Engineer and inventor of the steam catapult. Born in Edinburgh, the son of artist John Campbell Mitchell (1862 - 1922), Mitchell was educated at Edinburgh Academy and the University of Edinburgh, where he read engineering. He began his career at MacTaggart Scott & Co of Loanhead, where he designed the first steam catapults to launch aeroplanes from aircraft carriers and also arresting gear to stop aircraft on landing. During World War II he was appointed to the Engineering Department of the Admiralty and was awarded an OBE for his services to marine engineering within the Royal Navy.

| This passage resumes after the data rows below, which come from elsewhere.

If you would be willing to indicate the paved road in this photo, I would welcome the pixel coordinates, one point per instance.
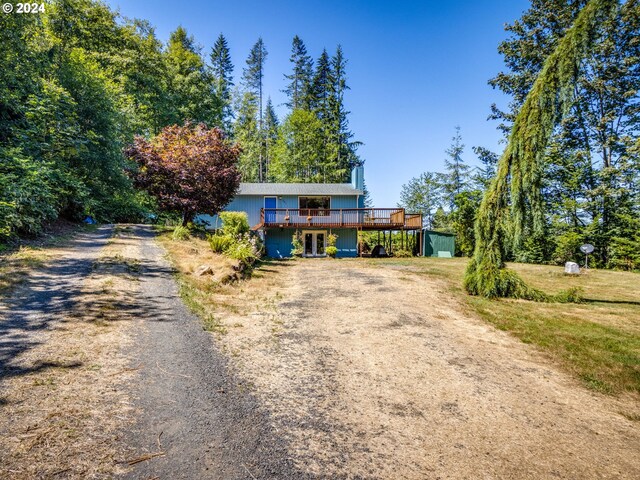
(192, 407)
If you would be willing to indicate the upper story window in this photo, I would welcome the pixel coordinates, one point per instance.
(314, 206)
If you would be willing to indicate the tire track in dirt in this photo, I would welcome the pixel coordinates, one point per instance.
(379, 373)
(190, 406)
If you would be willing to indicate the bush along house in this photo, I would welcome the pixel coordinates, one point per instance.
(304, 217)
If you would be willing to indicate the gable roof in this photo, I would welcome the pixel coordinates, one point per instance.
(298, 189)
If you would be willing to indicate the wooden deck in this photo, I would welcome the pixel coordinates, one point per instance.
(361, 218)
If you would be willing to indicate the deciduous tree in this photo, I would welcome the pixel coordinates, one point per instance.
(188, 169)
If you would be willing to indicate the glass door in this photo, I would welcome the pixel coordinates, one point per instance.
(314, 244)
(308, 245)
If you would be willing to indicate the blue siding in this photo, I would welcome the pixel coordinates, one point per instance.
(434, 242)
(253, 203)
(347, 243)
(278, 242)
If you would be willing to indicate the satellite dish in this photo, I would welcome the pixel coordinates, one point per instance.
(586, 248)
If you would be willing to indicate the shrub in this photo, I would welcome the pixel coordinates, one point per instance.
(234, 224)
(242, 250)
(180, 233)
(220, 243)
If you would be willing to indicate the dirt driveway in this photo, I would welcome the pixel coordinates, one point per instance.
(375, 372)
(318, 369)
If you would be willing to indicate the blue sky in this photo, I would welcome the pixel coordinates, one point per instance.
(416, 69)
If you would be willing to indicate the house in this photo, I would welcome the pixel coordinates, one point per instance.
(313, 211)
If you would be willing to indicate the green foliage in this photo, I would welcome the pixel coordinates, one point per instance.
(625, 247)
(589, 169)
(456, 179)
(463, 219)
(567, 247)
(298, 154)
(298, 247)
(519, 169)
(422, 195)
(234, 224)
(220, 243)
(187, 169)
(242, 250)
(181, 233)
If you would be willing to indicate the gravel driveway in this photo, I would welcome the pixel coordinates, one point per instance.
(328, 370)
(190, 406)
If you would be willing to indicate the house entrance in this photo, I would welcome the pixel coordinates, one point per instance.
(314, 244)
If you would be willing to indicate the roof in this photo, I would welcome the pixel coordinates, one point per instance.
(298, 189)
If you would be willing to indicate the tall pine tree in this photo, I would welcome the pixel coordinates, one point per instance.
(222, 73)
(252, 80)
(299, 89)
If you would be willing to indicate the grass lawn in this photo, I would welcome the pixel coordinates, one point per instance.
(597, 340)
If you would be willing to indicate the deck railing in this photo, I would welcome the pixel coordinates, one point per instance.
(365, 218)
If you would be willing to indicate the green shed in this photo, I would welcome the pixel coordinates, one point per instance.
(438, 244)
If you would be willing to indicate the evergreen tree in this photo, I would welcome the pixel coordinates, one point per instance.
(487, 171)
(455, 180)
(422, 195)
(252, 79)
(191, 90)
(588, 156)
(341, 149)
(247, 133)
(321, 87)
(297, 157)
(299, 89)
(271, 126)
(518, 180)
(222, 73)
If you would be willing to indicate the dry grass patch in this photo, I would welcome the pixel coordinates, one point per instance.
(63, 416)
(218, 303)
(597, 340)
(15, 266)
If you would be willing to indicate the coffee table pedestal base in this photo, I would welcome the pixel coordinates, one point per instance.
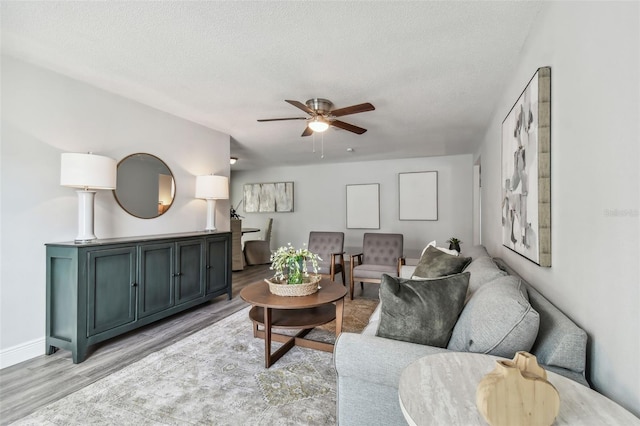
(304, 319)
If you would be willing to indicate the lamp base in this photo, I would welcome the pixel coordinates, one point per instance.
(85, 216)
(211, 215)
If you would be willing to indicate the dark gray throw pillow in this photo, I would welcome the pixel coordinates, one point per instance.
(421, 311)
(435, 263)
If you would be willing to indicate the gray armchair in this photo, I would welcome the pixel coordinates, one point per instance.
(258, 252)
(381, 254)
(237, 257)
(330, 247)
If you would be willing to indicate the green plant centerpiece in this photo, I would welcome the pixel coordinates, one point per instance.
(291, 269)
(454, 244)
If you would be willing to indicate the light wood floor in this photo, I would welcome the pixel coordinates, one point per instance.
(32, 384)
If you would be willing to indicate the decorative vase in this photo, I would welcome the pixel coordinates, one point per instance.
(309, 285)
(517, 393)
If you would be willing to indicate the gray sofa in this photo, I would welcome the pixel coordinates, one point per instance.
(369, 367)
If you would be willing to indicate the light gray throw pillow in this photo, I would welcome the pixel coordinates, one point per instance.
(421, 311)
(482, 270)
(497, 320)
(435, 263)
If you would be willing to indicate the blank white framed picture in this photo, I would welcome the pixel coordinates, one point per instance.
(363, 206)
(418, 195)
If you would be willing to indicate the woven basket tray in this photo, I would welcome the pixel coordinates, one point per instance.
(303, 289)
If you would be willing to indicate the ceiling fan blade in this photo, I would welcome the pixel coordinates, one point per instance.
(282, 119)
(301, 106)
(353, 109)
(347, 126)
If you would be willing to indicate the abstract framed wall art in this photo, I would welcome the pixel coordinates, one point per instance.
(418, 195)
(526, 172)
(268, 197)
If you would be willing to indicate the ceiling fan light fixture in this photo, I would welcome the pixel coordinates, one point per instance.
(318, 125)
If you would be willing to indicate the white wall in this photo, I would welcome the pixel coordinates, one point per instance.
(45, 114)
(593, 51)
(320, 200)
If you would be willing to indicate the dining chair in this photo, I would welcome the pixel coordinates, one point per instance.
(258, 252)
(330, 247)
(381, 254)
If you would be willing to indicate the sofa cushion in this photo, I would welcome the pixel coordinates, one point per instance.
(435, 263)
(482, 270)
(434, 244)
(497, 320)
(475, 252)
(423, 311)
(560, 342)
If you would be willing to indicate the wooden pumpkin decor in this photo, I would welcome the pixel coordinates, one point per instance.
(517, 393)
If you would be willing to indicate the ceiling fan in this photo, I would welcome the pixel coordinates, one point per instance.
(322, 115)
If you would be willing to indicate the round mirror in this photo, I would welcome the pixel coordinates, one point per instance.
(145, 186)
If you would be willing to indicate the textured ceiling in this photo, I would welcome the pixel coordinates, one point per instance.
(433, 70)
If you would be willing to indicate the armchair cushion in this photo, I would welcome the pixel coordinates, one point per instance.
(374, 271)
(435, 263)
(421, 311)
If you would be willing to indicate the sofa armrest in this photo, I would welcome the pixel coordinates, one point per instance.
(376, 359)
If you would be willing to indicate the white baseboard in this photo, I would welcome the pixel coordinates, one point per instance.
(22, 352)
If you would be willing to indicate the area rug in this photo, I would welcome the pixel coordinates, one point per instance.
(213, 377)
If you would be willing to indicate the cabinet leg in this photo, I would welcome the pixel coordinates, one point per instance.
(79, 354)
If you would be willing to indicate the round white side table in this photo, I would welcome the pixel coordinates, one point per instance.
(441, 389)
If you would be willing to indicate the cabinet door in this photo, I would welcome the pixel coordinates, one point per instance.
(111, 289)
(218, 264)
(156, 278)
(189, 279)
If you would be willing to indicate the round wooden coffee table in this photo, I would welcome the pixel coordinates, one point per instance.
(296, 312)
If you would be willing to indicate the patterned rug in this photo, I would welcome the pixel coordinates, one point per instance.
(214, 377)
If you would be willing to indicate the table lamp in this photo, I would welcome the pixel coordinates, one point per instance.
(88, 172)
(212, 188)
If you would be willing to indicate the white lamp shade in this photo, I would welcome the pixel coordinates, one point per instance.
(87, 171)
(212, 187)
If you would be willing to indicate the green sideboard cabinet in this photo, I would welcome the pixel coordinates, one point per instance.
(104, 288)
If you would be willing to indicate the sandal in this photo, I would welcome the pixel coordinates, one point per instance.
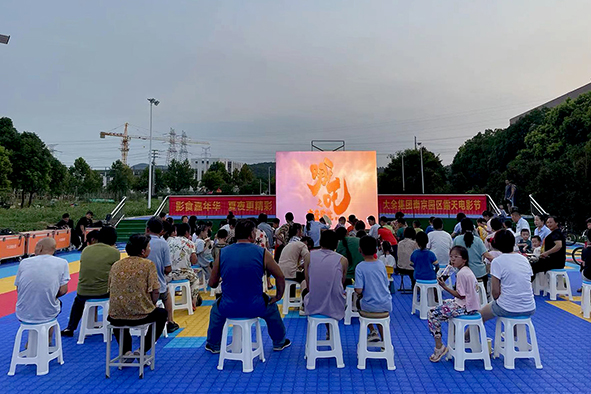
(438, 353)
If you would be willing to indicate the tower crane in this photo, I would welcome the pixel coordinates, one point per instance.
(125, 138)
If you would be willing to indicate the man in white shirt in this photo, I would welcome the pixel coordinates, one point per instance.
(40, 281)
(521, 223)
(440, 242)
(373, 227)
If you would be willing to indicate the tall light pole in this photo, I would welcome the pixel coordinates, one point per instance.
(422, 173)
(153, 102)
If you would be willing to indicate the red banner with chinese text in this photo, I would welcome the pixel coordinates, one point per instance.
(211, 206)
(432, 204)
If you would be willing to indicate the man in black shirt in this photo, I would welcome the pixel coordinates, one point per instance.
(554, 256)
(83, 223)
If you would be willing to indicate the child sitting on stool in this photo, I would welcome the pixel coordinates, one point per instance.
(371, 284)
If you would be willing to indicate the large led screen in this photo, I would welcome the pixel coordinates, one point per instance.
(326, 183)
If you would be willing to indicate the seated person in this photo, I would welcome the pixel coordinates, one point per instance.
(511, 281)
(241, 267)
(295, 255)
(134, 288)
(423, 260)
(182, 257)
(40, 281)
(466, 299)
(96, 261)
(525, 245)
(372, 285)
(325, 274)
(406, 247)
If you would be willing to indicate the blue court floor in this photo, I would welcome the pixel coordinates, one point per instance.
(183, 366)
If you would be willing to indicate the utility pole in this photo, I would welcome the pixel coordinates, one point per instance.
(153, 102)
(422, 173)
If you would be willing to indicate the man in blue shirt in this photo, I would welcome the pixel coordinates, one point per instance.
(242, 266)
(160, 256)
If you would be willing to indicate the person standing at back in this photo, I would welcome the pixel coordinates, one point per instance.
(93, 281)
(40, 281)
(313, 229)
(241, 266)
(440, 242)
(160, 256)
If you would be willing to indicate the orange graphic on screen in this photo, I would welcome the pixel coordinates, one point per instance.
(322, 174)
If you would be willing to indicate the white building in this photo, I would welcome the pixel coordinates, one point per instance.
(201, 165)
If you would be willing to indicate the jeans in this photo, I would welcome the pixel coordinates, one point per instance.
(158, 315)
(275, 325)
(78, 309)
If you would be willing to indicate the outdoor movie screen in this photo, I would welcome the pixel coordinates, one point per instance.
(331, 183)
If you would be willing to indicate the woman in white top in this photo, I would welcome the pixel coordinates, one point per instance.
(511, 281)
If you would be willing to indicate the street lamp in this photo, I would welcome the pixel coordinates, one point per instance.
(153, 102)
(422, 173)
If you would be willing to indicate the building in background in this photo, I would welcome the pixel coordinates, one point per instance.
(201, 165)
(556, 102)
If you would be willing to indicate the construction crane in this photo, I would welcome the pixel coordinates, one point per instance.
(125, 138)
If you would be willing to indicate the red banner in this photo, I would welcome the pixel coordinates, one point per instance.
(388, 204)
(432, 205)
(211, 206)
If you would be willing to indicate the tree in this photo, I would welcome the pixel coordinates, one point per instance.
(180, 176)
(31, 166)
(121, 179)
(84, 180)
(390, 181)
(60, 177)
(5, 168)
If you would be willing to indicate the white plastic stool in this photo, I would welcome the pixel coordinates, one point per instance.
(363, 353)
(241, 348)
(540, 284)
(506, 346)
(90, 326)
(350, 308)
(586, 299)
(289, 302)
(482, 294)
(38, 351)
(426, 301)
(478, 343)
(186, 298)
(312, 342)
(144, 360)
(558, 283)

Thereafter he was appointed Technical Director of Brown Brothers, marine engineers in Edinburgh, and worked on new steam catapult designs for the British and US Navies. One of his catapults was installed on the Audacious-class carrier HMS Ark Royal in 1955.

In 1955, Mitchell became the first non-US citizen to be awarded the Newcomen Gold Medal by the Franklin Institute of Philadelphia and in 1958 he received the US Medal of Freedom in recognition of his services to the US Navy and they said of him "No on man has contributed more to the Carrier Navy".

He was elected a Fellow of the Royal Society of Edinburgh in 1962. He is remembered on his father's gravestone in the kirkyard of Gogar Parish Church.